Explanations as Bias Detectors: A Critical Study of Local Post-hoc XAI Methods for Fairness Exploration
This work addresses fairness and transparency issues in AI for protected groups, but it is incremental as it builds on existing explainability methods without introducing a new paradigm.
The paper tackles the problem of detecting unfairness in AI systems by exploring how local post-hoc explainability methods can be used as bias detectors, and it identifies critical challenges such as consistency across methods and aggregation strategies, though it does not provide concrete numerical results.
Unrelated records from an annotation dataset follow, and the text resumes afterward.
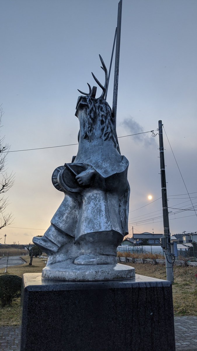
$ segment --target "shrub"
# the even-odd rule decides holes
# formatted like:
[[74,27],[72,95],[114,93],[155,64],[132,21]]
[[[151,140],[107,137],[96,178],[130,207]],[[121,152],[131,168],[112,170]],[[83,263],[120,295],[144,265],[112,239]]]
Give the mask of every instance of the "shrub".
[[21,294],[22,278],[6,274],[0,276],[0,300],[2,306],[11,305],[13,299]]
[[29,256],[31,256],[32,252],[33,256],[35,256],[35,257],[37,257],[38,256],[41,256],[42,253],[41,249],[40,249],[38,246],[36,246],[36,245],[34,245],[30,249]]

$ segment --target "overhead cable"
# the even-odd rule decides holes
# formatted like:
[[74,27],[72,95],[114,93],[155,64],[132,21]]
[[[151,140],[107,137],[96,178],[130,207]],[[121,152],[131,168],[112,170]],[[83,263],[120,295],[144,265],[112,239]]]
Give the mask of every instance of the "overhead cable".
[[[148,132],[142,132],[141,133],[136,133],[135,134],[129,134],[128,135],[123,135],[122,137],[118,137],[118,139],[120,138],[125,138],[125,137],[132,137],[133,135],[138,135],[139,134],[144,134],[146,133],[152,133],[154,131],[148,131]],[[9,152],[18,152],[19,151],[28,151],[32,150],[41,150],[43,149],[51,149],[54,147],[62,147],[64,146],[70,146],[73,145],[78,145],[79,143],[76,144],[67,144],[66,145],[58,145],[55,146],[46,146],[45,147],[36,147],[32,149],[24,149],[22,150],[13,150],[9,151],[3,151],[2,153],[8,153]]]

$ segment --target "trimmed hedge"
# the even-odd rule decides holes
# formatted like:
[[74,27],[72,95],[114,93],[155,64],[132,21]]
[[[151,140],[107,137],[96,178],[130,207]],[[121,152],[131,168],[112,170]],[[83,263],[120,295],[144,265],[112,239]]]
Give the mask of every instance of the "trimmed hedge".
[[12,274],[0,276],[0,300],[1,305],[10,305],[21,295],[22,278]]

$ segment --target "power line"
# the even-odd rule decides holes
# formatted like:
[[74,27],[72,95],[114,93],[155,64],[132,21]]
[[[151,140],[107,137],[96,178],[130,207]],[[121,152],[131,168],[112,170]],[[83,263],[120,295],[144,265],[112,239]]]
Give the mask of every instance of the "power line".
[[[196,204],[196,203],[195,203]],[[169,208],[171,208],[171,207],[169,207]],[[179,211],[175,211],[172,212],[171,213],[170,213],[169,214],[169,215],[170,216],[172,216],[172,215],[173,215],[174,214],[175,214],[175,215],[176,214],[178,214],[178,213],[181,213],[182,212],[183,212],[184,211],[188,211],[188,210],[190,210],[191,208],[191,207],[188,207],[188,208],[182,208],[182,209],[181,209],[181,208],[177,208],[177,209],[177,209],[177,210],[179,210]],[[157,212],[157,211],[155,211],[155,212]],[[145,217],[144,217],[143,218],[141,218],[141,219],[140,219],[138,220],[137,220],[136,221],[135,221],[135,217],[134,217],[134,219],[133,219],[133,220],[130,220],[130,222],[129,222],[129,226],[131,226],[131,225],[132,226],[132,225],[137,225],[138,224],[140,224],[140,223],[144,223],[145,224],[145,222],[146,222],[149,221],[154,221],[156,219],[159,219],[159,218],[162,218],[162,217],[163,216],[162,216],[162,215],[161,214],[161,215],[160,215],[160,214],[158,214],[158,215],[157,216],[156,216],[155,217],[151,217],[151,218],[146,218]],[[156,222],[155,222],[155,223],[156,223]]]
[[157,199],[156,200],[154,200],[154,201],[152,201],[151,202],[149,203],[149,204],[147,204],[147,205],[145,205],[144,206],[142,206],[141,207],[139,207],[138,208],[136,208],[136,210],[134,210],[133,211],[130,211],[129,213],[130,213],[131,212],[134,212],[135,211],[136,211],[137,210],[140,210],[140,208],[142,208],[143,207],[145,207],[146,206],[148,206],[148,205],[150,205],[151,204],[152,204],[154,202],[155,202],[155,201],[157,201],[158,200],[159,200],[159,199],[161,199],[161,198],[162,197],[161,196],[161,197],[159,198],[158,199]]
[[173,154],[173,156],[174,156],[174,157],[176,163],[177,164],[177,167],[178,168],[178,170],[179,171],[179,172],[180,172],[180,174],[181,176],[181,178],[182,178],[182,179],[183,180],[183,183],[184,183],[184,185],[185,185],[185,189],[186,189],[186,190],[187,191],[187,192],[188,193],[188,196],[189,197],[189,198],[190,199],[190,201],[191,202],[191,204],[192,204],[192,205],[193,206],[193,210],[194,210],[194,211],[195,211],[195,213],[196,214],[196,216],[197,217],[197,213],[196,213],[196,211],[195,211],[195,209],[194,208],[194,207],[193,207],[193,203],[192,203],[192,201],[191,201],[191,198],[190,197],[189,194],[189,193],[188,192],[188,189],[187,189],[187,187],[186,186],[185,183],[185,182],[184,181],[184,180],[183,178],[183,176],[182,176],[182,174],[181,174],[181,171],[180,170],[180,168],[179,168],[179,167],[178,166],[178,163],[177,163],[177,160],[176,160],[176,157],[175,157],[175,154],[174,154],[174,153],[173,152],[172,149],[172,147],[171,147],[171,145],[170,145],[170,141],[169,141],[169,139],[168,138],[168,136],[167,135],[167,134],[166,134],[166,131],[165,131],[165,128],[164,128],[164,127],[163,127],[163,129],[164,129],[164,131],[165,132],[165,135],[166,135],[166,137],[167,137],[167,139],[168,139],[168,143],[169,143],[169,145],[170,146],[170,148],[171,149],[171,150],[172,151],[172,154]]
[[[183,216],[182,217],[177,217],[177,218],[169,218],[169,220],[174,220],[175,219],[179,219],[179,218],[185,218],[186,217],[192,217],[192,216],[196,216],[195,214],[191,214],[189,216]],[[157,221],[156,222],[154,222],[154,223],[159,223],[161,222],[163,222],[163,220]],[[139,224],[138,225],[138,225],[138,226],[140,226],[141,225],[144,225],[144,224],[145,224],[146,225],[148,225],[148,224],[152,225],[152,222],[151,221],[150,222],[150,223],[144,223],[143,224]],[[136,226],[136,224],[135,225]],[[129,226],[129,227],[131,227],[132,226],[132,226],[132,225]]]
[[10,227],[9,226],[9,224],[6,226],[8,228],[14,228],[17,229],[30,229],[31,230],[45,230],[46,231],[46,229],[39,229],[38,228],[21,228],[20,227]]
[[[190,193],[190,194],[192,194],[192,193]],[[187,195],[187,194],[180,194],[180,195]],[[178,196],[178,195],[169,195],[168,196],[168,197],[169,196]],[[161,199],[161,198],[160,198]],[[178,199],[179,198],[181,199],[182,198],[177,198],[177,199]],[[183,198],[183,199],[185,199],[185,198],[186,199],[186,198]],[[176,199],[175,199],[175,198],[174,198],[174,199],[169,199],[169,200],[175,200],[175,199],[177,199],[176,198]],[[189,200],[188,200],[188,201],[183,201],[183,202],[179,203],[178,204],[176,204],[175,205],[174,205],[174,206],[176,206],[177,205],[181,205],[182,204],[184,204],[185,203],[188,202],[188,201],[189,201]],[[194,203],[196,204],[196,203]],[[147,205],[149,205],[149,204],[147,204]],[[147,206],[147,205],[146,205],[146,206]],[[140,207],[140,208],[141,208],[141,207]],[[136,211],[137,210],[137,209],[137,209],[137,209],[136,209],[136,210],[134,210],[134,211]],[[134,219],[134,218],[138,218],[139,217],[142,217],[143,216],[145,216],[147,215],[148,214],[150,214],[151,213],[154,213],[156,212],[162,212],[162,210],[157,210],[157,211],[153,211],[152,212],[148,212],[148,213],[144,213],[144,214],[141,214],[140,216],[136,216],[135,217],[131,217],[131,218],[130,218],[129,219],[129,220],[130,220],[131,219]],[[132,212],[132,211],[131,211],[131,212]],[[130,212],[129,212],[129,213],[130,213]]]
[[[135,134],[129,134],[128,135],[123,135],[122,137],[118,137],[118,138],[125,138],[125,137],[131,137],[133,135],[138,135],[139,134],[144,134],[146,133],[152,133],[155,131],[148,131],[148,132],[142,132],[141,133],[136,133]],[[32,150],[41,150],[43,149],[51,149],[54,147],[62,147],[64,146],[70,146],[73,145],[78,145],[79,143],[76,144],[67,144],[66,145],[58,145],[55,146],[46,146],[45,147],[36,147],[33,149],[24,149],[22,150],[13,150],[9,151],[3,151],[2,153],[8,153],[9,152],[18,152],[19,151],[28,151]]]

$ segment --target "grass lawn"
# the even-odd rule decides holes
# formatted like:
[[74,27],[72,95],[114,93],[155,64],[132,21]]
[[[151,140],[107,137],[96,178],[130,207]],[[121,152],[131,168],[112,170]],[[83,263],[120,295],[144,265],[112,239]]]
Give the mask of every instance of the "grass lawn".
[[[22,277],[24,273],[41,273],[42,268],[46,264],[43,259],[34,257],[32,265],[29,266],[30,258],[29,256],[23,256],[23,259],[27,263],[20,266],[13,266],[8,267],[8,273],[15,274]],[[4,273],[5,267],[0,269],[0,276]],[[7,305],[2,307],[0,304],[0,327],[14,326],[21,324],[21,309],[20,306],[20,298],[16,299],[10,305]]]
[[[159,279],[166,279],[165,266],[149,263],[128,263],[135,267],[136,273]],[[197,316],[197,267],[175,266],[172,296],[175,316]]]
[[[29,266],[29,256],[23,256],[27,263],[20,266],[8,267],[8,273],[22,277],[23,273],[41,272],[45,266],[42,258],[33,258],[32,266]],[[158,264],[141,263],[128,264],[135,267],[136,273],[143,276],[152,277],[160,279],[166,278],[165,267]],[[5,268],[0,269],[0,275],[4,273]],[[175,282],[172,285],[172,293],[175,316],[197,316],[197,283],[195,274],[196,267],[174,267]],[[19,325],[21,322],[21,308],[20,299],[13,302],[10,306],[0,307],[0,327]]]

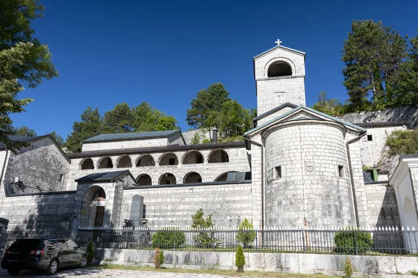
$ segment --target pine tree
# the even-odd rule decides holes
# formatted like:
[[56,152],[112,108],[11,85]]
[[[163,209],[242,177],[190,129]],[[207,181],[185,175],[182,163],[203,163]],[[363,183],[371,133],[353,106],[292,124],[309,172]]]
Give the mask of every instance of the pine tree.
[[353,22],[341,58],[350,111],[393,105],[406,47],[405,38],[382,22]]

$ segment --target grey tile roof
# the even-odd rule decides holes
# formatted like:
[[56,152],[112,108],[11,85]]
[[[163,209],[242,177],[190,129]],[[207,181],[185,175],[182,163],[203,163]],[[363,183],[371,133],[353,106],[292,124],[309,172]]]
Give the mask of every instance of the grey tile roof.
[[253,119],[253,120],[256,121],[258,120],[262,119],[264,117],[268,116],[269,115],[272,114],[274,112],[277,112],[281,109],[283,109],[284,108],[285,108],[286,106],[291,107],[292,108],[295,108],[296,107],[297,107],[297,106],[295,104],[291,104],[290,102],[286,102],[286,103],[276,107],[275,108],[272,108],[272,110],[269,110],[268,111],[263,113],[261,115],[258,115],[257,117],[254,117]]
[[[29,142],[31,141],[33,141],[35,140],[40,139],[43,137],[46,137],[46,136],[49,136],[49,135],[47,134],[47,135],[42,135],[42,136],[40,136],[26,137],[26,136],[22,136],[20,135],[10,135],[10,136],[9,136],[9,139],[13,141]],[[5,147],[6,147],[6,145],[2,142],[0,142],[0,149],[4,149]]]
[[100,173],[90,174],[75,180],[77,182],[80,181],[112,181],[120,177],[130,174],[134,181],[135,179],[128,170],[122,171],[111,171]]
[[174,152],[180,150],[189,149],[207,149],[217,148],[230,148],[230,147],[245,147],[245,142],[226,142],[222,143],[210,143],[210,144],[199,144],[199,145],[170,145],[162,147],[146,147],[141,148],[130,148],[130,149],[103,149],[99,151],[87,151],[78,152],[75,154],[68,154],[70,158],[76,158],[80,157],[111,155],[111,154],[144,154],[157,152]]
[[109,133],[100,134],[91,138],[86,139],[83,142],[103,142],[103,141],[120,141],[124,140],[135,139],[151,139],[167,138],[178,132],[181,132],[180,129],[162,131],[148,131],[148,132],[132,132],[127,133]]

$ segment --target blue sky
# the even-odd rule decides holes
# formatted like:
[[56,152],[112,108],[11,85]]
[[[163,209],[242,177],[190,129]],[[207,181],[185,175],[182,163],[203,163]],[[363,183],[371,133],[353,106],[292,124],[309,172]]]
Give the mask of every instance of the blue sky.
[[308,106],[321,90],[343,101],[341,50],[353,19],[381,19],[410,36],[418,28],[415,1],[41,3],[44,17],[32,26],[60,76],[21,93],[35,101],[12,119],[15,126],[64,138],[88,106],[104,113],[123,101],[149,102],[186,131],[192,99],[217,82],[243,106],[256,108],[252,57],[277,38],[307,53]]

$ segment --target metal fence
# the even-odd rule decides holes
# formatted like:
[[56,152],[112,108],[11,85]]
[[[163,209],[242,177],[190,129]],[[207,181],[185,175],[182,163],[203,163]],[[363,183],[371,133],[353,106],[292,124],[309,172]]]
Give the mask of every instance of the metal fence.
[[418,252],[415,229],[191,229],[150,227],[79,227],[77,243],[86,247],[178,251],[412,255]]

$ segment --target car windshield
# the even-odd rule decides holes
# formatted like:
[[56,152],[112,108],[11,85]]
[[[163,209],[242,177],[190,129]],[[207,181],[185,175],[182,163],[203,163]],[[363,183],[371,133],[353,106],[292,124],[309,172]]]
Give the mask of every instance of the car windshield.
[[39,250],[44,248],[43,241],[36,238],[23,238],[15,241],[9,250],[11,252]]

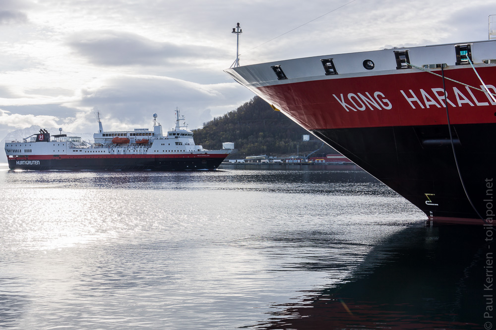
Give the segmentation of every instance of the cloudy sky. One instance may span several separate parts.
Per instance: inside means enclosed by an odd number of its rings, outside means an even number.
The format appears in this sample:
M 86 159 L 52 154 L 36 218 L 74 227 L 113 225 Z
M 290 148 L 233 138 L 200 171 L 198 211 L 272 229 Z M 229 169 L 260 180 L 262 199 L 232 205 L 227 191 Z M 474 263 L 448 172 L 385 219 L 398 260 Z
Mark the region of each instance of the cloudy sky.
M 170 127 L 176 107 L 201 127 L 253 96 L 223 72 L 238 22 L 244 65 L 487 40 L 491 14 L 496 0 L 0 0 L 0 140 L 93 132 L 97 110 L 106 130 L 154 112 Z

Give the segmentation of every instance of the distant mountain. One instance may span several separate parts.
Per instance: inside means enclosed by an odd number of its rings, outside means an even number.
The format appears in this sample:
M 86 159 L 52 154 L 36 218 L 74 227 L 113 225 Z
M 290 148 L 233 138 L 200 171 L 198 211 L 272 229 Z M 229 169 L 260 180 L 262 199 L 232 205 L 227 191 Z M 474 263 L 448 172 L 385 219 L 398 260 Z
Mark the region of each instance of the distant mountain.
M 5 137 L 5 138 L 0 141 L 0 145 L 1 146 L 2 151 L 0 152 L 0 163 L 6 163 L 7 156 L 5 154 L 3 148 L 5 146 L 5 142 L 6 141 L 22 141 L 23 139 L 25 139 L 28 137 L 39 133 L 41 127 L 37 126 L 33 126 L 28 128 L 23 128 L 20 130 L 17 130 L 11 132 Z M 47 130 L 49 133 L 53 135 L 59 134 L 59 129 L 52 127 Z M 80 137 L 81 139 L 85 141 L 89 141 L 93 140 L 93 133 L 71 133 L 63 131 L 62 132 L 64 134 L 67 134 L 69 136 Z
M 310 141 L 303 141 L 308 132 L 266 102 L 255 96 L 238 108 L 203 124 L 194 130 L 194 141 L 205 149 L 222 147 L 223 142 L 234 142 L 239 152 L 228 158 L 265 154 L 289 156 L 308 154 L 322 146 L 322 142 L 310 135 Z M 313 154 L 336 153 L 326 144 Z

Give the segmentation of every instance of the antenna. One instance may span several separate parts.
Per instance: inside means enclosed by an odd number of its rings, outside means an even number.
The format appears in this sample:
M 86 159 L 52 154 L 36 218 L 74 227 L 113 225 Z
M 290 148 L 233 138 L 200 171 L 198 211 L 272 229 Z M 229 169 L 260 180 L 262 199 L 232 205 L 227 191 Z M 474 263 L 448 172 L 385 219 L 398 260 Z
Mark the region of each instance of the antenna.
M 240 66 L 240 35 L 243 33 L 243 30 L 240 27 L 240 23 L 238 23 L 236 25 L 236 27 L 233 28 L 233 32 L 231 33 L 236 35 L 236 59 L 234 61 L 234 63 L 231 65 L 230 68 Z
M 488 20 L 489 40 L 494 40 L 496 39 L 496 15 L 490 15 Z

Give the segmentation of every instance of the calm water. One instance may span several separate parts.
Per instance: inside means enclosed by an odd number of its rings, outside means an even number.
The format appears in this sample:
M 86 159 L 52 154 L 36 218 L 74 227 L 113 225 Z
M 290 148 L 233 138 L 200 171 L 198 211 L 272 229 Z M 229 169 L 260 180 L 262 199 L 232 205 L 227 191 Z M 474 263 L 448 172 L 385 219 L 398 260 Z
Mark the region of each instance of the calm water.
M 484 329 L 481 229 L 305 169 L 0 168 L 0 327 Z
As Artificial Intelligence (AI) is increasingly used in areas that significantly impact human lives, concerns about fairness and transparency have grown, especially regarding their impact on protected groups. Recently, the intersection of explainability and fairness has emerged as an important area to promote responsible AI systems. This paper explores how explainability methods can be leveraged to detect and interpret unfairness. We propose a pipeline that integrates local post-hoc explanation methods to derive fairness-related insights. During the pipeline design, we identify and address critical questions arising from the use of explanations as bias detectors such as the relationship between distributive and procedural fairness, the effect of removing the protected attribute, the consistency and quality of results across different explanation methods, the impact of various aggregation strategies of local explanations on group fairness evaluations, and the overall trustworthiness of explanations as bias detectors. Our results show the potential of explanation methods used for fairness while highlighting the need to carefully consider the aforementioned critical aspects.